# Word 2007 spell check stoped working



## dynek (Oct 16, 2008)

Hi,
I'm using office 2007 and my spell check stoped working... 
when i write any word with mistake it doesn't recognize it, spell check tells that every thing is all right. I've tried to reinstall office but with no resaults... i even copied PROOF catalog from other pc where spell checking works but no resaults. When I write word with no mistakes Tezaurus works and shows me synonyms...


----------



## gistek (May 8, 2007)

Sounds like you may have turned spell checking off.

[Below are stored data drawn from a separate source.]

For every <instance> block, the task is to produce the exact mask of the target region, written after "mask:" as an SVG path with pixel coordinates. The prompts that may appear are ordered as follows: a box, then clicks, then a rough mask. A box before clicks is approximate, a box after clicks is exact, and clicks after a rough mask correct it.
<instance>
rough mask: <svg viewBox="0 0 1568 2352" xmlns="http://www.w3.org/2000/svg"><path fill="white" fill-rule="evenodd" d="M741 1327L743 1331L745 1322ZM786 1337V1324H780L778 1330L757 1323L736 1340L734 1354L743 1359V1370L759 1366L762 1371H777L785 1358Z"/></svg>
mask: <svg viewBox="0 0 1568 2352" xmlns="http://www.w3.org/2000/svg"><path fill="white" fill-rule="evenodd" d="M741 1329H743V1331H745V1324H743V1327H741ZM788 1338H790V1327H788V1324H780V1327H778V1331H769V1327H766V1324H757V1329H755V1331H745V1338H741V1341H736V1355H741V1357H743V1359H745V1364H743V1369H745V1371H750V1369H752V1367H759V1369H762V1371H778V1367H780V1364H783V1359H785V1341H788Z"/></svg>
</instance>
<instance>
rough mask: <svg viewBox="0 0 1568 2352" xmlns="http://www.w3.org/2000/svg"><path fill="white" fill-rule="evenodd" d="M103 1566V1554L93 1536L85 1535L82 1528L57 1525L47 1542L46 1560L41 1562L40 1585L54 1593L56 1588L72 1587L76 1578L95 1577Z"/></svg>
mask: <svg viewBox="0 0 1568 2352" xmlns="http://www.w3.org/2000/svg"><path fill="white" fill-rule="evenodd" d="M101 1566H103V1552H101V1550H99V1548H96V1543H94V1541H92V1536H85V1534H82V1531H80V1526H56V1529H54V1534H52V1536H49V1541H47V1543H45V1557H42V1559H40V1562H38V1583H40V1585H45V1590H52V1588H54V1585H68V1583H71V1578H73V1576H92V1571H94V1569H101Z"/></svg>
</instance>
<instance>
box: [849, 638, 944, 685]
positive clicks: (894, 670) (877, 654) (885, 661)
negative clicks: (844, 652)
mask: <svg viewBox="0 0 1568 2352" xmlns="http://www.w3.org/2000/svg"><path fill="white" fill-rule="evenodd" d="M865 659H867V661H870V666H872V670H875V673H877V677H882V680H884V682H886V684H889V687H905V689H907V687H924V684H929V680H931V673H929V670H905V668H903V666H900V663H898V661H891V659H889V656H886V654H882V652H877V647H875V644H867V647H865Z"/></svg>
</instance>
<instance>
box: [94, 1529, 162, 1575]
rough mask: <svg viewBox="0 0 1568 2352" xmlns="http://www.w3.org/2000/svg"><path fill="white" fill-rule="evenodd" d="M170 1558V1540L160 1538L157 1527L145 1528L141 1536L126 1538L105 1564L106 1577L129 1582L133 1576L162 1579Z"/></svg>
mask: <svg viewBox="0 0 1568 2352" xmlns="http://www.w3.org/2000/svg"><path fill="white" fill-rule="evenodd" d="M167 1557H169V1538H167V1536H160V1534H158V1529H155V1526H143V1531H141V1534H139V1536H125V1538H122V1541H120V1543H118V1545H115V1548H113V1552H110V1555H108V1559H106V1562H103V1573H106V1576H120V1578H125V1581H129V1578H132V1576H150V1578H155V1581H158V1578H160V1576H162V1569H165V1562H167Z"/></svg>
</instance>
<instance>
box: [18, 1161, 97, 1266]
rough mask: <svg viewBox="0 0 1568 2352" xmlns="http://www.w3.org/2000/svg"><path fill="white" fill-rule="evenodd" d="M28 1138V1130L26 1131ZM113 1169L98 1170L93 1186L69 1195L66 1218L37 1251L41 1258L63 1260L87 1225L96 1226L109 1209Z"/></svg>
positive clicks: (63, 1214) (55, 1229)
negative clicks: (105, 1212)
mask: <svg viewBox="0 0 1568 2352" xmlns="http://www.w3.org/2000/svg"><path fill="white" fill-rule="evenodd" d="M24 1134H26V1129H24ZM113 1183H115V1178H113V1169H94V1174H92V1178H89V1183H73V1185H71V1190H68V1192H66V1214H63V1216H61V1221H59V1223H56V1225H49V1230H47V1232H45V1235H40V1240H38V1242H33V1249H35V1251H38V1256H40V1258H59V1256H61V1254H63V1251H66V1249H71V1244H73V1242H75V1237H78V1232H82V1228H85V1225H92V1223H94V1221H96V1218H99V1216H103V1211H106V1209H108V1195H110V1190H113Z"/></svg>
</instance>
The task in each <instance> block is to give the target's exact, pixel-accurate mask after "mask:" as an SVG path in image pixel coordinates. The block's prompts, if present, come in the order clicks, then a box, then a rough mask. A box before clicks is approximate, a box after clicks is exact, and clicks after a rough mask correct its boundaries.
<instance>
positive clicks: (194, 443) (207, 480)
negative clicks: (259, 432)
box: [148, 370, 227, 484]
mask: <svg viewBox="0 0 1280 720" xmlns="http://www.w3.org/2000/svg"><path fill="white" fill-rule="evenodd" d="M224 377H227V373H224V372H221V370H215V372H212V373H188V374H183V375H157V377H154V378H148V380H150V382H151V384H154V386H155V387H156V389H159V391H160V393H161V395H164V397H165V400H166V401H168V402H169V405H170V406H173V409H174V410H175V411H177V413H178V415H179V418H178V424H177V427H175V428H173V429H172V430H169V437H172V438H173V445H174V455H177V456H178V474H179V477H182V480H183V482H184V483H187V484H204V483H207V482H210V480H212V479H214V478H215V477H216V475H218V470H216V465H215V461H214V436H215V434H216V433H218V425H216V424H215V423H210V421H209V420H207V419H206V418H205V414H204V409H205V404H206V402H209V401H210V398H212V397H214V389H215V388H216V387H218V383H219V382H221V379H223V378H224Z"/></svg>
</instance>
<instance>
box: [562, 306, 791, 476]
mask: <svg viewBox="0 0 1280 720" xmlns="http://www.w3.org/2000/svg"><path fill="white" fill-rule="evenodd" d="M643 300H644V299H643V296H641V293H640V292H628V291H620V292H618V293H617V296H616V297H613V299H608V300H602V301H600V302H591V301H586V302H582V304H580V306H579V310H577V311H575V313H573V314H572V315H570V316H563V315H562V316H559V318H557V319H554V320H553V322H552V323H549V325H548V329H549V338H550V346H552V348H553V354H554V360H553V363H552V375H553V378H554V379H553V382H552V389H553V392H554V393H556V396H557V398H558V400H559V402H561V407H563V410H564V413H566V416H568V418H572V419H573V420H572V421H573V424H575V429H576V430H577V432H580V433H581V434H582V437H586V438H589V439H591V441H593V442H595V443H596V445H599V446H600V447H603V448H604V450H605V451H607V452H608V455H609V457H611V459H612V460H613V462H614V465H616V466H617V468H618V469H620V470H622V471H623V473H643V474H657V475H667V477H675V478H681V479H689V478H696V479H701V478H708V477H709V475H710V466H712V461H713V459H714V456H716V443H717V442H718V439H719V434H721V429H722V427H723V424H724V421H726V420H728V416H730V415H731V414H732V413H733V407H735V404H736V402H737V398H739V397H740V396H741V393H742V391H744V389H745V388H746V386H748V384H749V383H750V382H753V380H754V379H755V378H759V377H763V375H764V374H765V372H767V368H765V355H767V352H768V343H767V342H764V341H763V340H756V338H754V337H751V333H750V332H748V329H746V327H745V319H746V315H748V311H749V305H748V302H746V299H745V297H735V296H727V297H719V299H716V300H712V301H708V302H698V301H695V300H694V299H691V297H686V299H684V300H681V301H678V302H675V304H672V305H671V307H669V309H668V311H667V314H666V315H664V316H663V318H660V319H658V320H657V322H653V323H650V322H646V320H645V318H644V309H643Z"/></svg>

Here's what I found in Word Help.

Word
Click the Microsoft Office Button , and then click Word Options.
Click Proofing.
To turn on or off automatic spelling checking and automatic grammar checking for the currently open document, do the following:

Under Exceptions for, click Name of currently open file.
Select or clear the Hide spelling errors in this document only and Hide grammar errors in this document only check boxes.
To turn on or off automatic spelling checking and automatic grammar checking for all documents that you create from now on, do the following:

Under Exceptions for, click All New Documents.
Select or clear the Hide spelling errors in this document only and Hide grammar errors in this document only check boxes.
Important If you turn off automatic spelling checking or automatic grammar checking for a file that you share with other people, you may want to notify those people that you made this change.


----------